Perhaps trying to deflate industry concern in some quarters that DTCC and Swift were the powerhouses behind an initial Sifma proposal of a centralised global LEI system – the FSB has since take a federated approach that has been approved by the G20 – and that first-mover advantage could make them a fall-back for the FSB solution, the CFTC stated: “This designation is subject to four conditions:
(1) DTCC-Swift’s website and other facilities and documents must refer to the CICI rather than the LEI.
(2) DTCC-Swift must continue to comply with all CFTC LEI-related requirements, including the requirement to be subject to supervision by a governance structure that includes the Commission and other financial regulators in any jurisdiction requiring use of LEIs pursuant to applicable law.
(3) DTCC-Swift must pass to the global LEI system, once established, all CICI identifiers and associated reference data and all CICI intellectual property.
(4) The designation is made for a limited term of two years, and is terminable on six months’ notice in connection with establishment of a global LEI system. At the conclusion of the two-year term, if the global LEI system is not yet operational, CFTC may consider the feasibility of having multiple CICI providers and of coordination among them to avoid duplicative LEIs. If CFTC believes this is feasible, it may consider submissions from DTCC-Swift as well as from other parties that seek to become CICI providers.”
Underlining its apparent intention to play into the FSB’s endgame, the CFTC added: “Once the global LEI system is implemented and operational, the CFTC anticipates that the interim identifier will transition into the global LEI.”

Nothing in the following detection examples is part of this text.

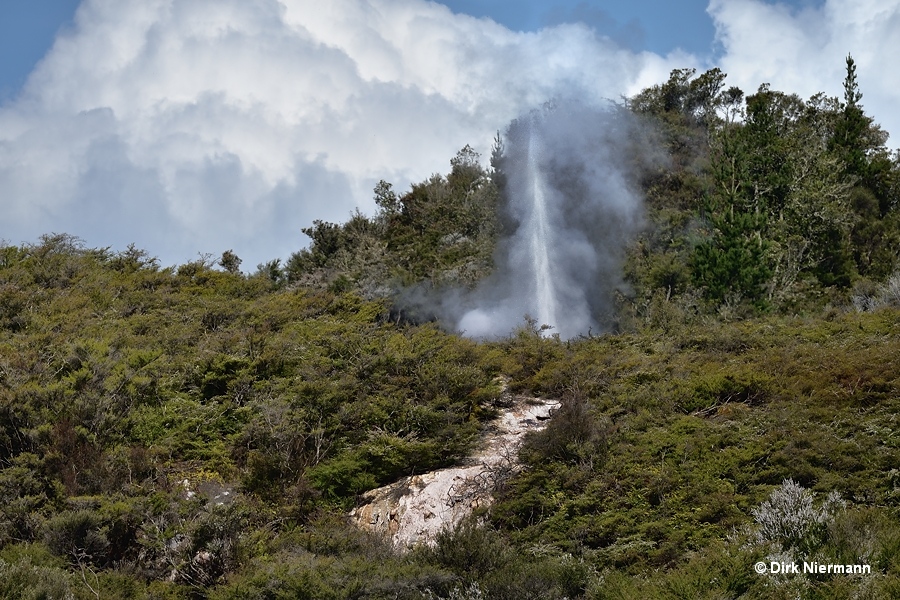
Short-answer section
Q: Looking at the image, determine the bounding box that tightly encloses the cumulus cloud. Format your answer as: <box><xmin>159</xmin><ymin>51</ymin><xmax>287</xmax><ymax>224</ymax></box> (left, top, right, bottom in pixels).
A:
<box><xmin>0</xmin><ymin>0</ymin><xmax>900</xmax><ymax>268</ymax></box>
<box><xmin>709</xmin><ymin>0</ymin><xmax>900</xmax><ymax>144</ymax></box>
<box><xmin>0</xmin><ymin>0</ymin><xmax>684</xmax><ymax>265</ymax></box>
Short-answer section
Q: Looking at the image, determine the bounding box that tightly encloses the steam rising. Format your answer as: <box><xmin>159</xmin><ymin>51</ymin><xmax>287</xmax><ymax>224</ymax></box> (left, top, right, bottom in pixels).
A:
<box><xmin>458</xmin><ymin>102</ymin><xmax>649</xmax><ymax>338</ymax></box>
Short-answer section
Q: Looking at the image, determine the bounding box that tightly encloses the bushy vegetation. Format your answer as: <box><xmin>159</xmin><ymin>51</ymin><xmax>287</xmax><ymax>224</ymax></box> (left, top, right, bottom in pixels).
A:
<box><xmin>0</xmin><ymin>58</ymin><xmax>900</xmax><ymax>599</ymax></box>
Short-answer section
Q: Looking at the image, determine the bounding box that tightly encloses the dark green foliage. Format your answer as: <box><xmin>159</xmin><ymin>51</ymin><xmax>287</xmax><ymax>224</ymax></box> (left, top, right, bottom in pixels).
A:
<box><xmin>691</xmin><ymin>209</ymin><xmax>772</xmax><ymax>307</ymax></box>
<box><xmin>0</xmin><ymin>63</ymin><xmax>900</xmax><ymax>600</ymax></box>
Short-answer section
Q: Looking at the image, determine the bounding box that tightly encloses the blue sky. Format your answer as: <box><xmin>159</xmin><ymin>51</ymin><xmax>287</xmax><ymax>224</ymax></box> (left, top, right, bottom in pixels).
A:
<box><xmin>0</xmin><ymin>0</ymin><xmax>815</xmax><ymax>101</ymax></box>
<box><xmin>0</xmin><ymin>0</ymin><xmax>900</xmax><ymax>269</ymax></box>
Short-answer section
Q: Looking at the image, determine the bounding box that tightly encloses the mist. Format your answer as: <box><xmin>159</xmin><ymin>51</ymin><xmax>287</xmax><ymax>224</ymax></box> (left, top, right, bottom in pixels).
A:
<box><xmin>454</xmin><ymin>101</ymin><xmax>658</xmax><ymax>339</ymax></box>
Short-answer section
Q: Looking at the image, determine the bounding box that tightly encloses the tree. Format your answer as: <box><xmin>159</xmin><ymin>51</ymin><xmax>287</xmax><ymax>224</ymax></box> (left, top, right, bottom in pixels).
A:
<box><xmin>219</xmin><ymin>250</ymin><xmax>242</xmax><ymax>275</ymax></box>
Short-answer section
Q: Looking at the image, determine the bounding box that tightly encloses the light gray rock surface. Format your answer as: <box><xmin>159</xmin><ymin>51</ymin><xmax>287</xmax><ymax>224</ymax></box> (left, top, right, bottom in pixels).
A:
<box><xmin>350</xmin><ymin>398</ymin><xmax>559</xmax><ymax>548</ymax></box>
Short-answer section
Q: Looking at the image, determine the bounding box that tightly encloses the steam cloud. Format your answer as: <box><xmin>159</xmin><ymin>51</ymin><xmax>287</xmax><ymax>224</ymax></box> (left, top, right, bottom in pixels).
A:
<box><xmin>458</xmin><ymin>101</ymin><xmax>654</xmax><ymax>338</ymax></box>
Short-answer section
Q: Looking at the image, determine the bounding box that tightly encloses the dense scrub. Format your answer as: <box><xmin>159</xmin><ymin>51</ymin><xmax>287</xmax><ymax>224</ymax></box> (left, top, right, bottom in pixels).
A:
<box><xmin>0</xmin><ymin>60</ymin><xmax>900</xmax><ymax>599</ymax></box>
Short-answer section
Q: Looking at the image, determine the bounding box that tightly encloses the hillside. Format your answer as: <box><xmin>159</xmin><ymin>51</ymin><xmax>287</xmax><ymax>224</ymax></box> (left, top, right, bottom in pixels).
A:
<box><xmin>0</xmin><ymin>58</ymin><xmax>900</xmax><ymax>599</ymax></box>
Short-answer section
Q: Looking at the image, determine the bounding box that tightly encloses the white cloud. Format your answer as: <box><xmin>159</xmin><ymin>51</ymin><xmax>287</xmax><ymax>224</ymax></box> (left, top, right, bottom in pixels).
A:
<box><xmin>709</xmin><ymin>0</ymin><xmax>900</xmax><ymax>144</ymax></box>
<box><xmin>8</xmin><ymin>0</ymin><xmax>900</xmax><ymax>268</ymax></box>
<box><xmin>0</xmin><ymin>0</ymin><xmax>693</xmax><ymax>268</ymax></box>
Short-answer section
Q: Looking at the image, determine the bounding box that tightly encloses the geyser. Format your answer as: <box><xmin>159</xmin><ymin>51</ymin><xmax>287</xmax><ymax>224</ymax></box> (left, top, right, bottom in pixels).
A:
<box><xmin>523</xmin><ymin>123</ymin><xmax>557</xmax><ymax>326</ymax></box>
<box><xmin>458</xmin><ymin>102</ymin><xmax>651</xmax><ymax>338</ymax></box>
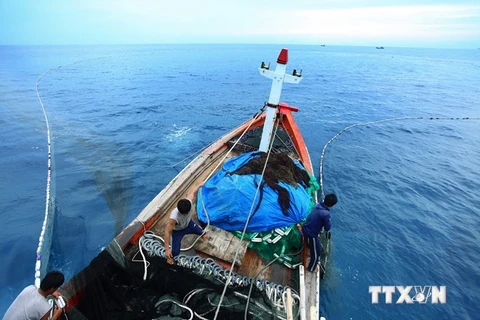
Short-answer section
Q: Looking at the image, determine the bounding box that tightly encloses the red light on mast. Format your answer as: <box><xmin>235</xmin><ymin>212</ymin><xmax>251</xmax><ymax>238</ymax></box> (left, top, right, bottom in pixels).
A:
<box><xmin>277</xmin><ymin>49</ymin><xmax>288</xmax><ymax>64</ymax></box>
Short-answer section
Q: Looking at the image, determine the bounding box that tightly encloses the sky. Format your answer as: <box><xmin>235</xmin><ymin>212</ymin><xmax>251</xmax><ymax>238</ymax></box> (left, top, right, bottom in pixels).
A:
<box><xmin>0</xmin><ymin>0</ymin><xmax>480</xmax><ymax>48</ymax></box>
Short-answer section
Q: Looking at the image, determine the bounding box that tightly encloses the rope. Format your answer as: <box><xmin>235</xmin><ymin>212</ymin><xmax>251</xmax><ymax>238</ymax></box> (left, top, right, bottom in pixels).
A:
<box><xmin>212</xmin><ymin>118</ymin><xmax>278</xmax><ymax>320</ymax></box>
<box><xmin>35</xmin><ymin>67</ymin><xmax>60</xmax><ymax>288</ymax></box>
<box><xmin>136</xmin><ymin>231</ymin><xmax>299</xmax><ymax>305</ymax></box>
<box><xmin>35</xmin><ymin>57</ymin><xmax>109</xmax><ymax>288</ymax></box>
<box><xmin>319</xmin><ymin>117</ymin><xmax>480</xmax><ymax>200</ymax></box>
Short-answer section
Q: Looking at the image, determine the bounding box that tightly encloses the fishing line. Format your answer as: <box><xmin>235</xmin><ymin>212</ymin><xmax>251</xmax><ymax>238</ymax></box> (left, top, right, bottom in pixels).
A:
<box><xmin>319</xmin><ymin>117</ymin><xmax>480</xmax><ymax>200</ymax></box>
<box><xmin>319</xmin><ymin>117</ymin><xmax>480</xmax><ymax>280</ymax></box>
<box><xmin>35</xmin><ymin>67</ymin><xmax>60</xmax><ymax>288</ymax></box>
<box><xmin>35</xmin><ymin>57</ymin><xmax>111</xmax><ymax>288</ymax></box>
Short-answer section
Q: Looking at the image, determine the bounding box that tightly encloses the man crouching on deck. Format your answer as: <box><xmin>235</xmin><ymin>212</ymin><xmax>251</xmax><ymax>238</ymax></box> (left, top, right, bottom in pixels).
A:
<box><xmin>302</xmin><ymin>193</ymin><xmax>338</xmax><ymax>272</ymax></box>
<box><xmin>164</xmin><ymin>192</ymin><xmax>207</xmax><ymax>264</ymax></box>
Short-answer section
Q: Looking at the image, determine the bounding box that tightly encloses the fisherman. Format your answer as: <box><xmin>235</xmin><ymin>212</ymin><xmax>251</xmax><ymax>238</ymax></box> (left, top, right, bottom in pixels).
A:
<box><xmin>164</xmin><ymin>197</ymin><xmax>208</xmax><ymax>264</ymax></box>
<box><xmin>3</xmin><ymin>271</ymin><xmax>65</xmax><ymax>320</ymax></box>
<box><xmin>302</xmin><ymin>193</ymin><xmax>338</xmax><ymax>272</ymax></box>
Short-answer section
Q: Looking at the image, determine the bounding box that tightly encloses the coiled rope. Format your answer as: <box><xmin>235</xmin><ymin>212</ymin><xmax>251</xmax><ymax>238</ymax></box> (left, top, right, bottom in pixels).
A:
<box><xmin>139</xmin><ymin>231</ymin><xmax>300</xmax><ymax>306</ymax></box>
<box><xmin>319</xmin><ymin>117</ymin><xmax>480</xmax><ymax>200</ymax></box>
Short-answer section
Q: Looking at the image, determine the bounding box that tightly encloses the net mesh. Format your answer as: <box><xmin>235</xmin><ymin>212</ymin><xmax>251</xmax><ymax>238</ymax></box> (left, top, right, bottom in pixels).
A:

While no mention has been made of DTCC and Swift, or any other organisation, as providers of identifiers in the FSB’s regime, the selection of DTCC and Swift to provide CICIs will no doubt be a keen subject of discussion at tomorrow’s FSB private sector group meeting in New York – as will the fact that the CFTC has not yet registered a final rule in the Federal Register that will start the clock on a 60-day countdown to CFTC registration of legal entities ahead of the CICI system going live.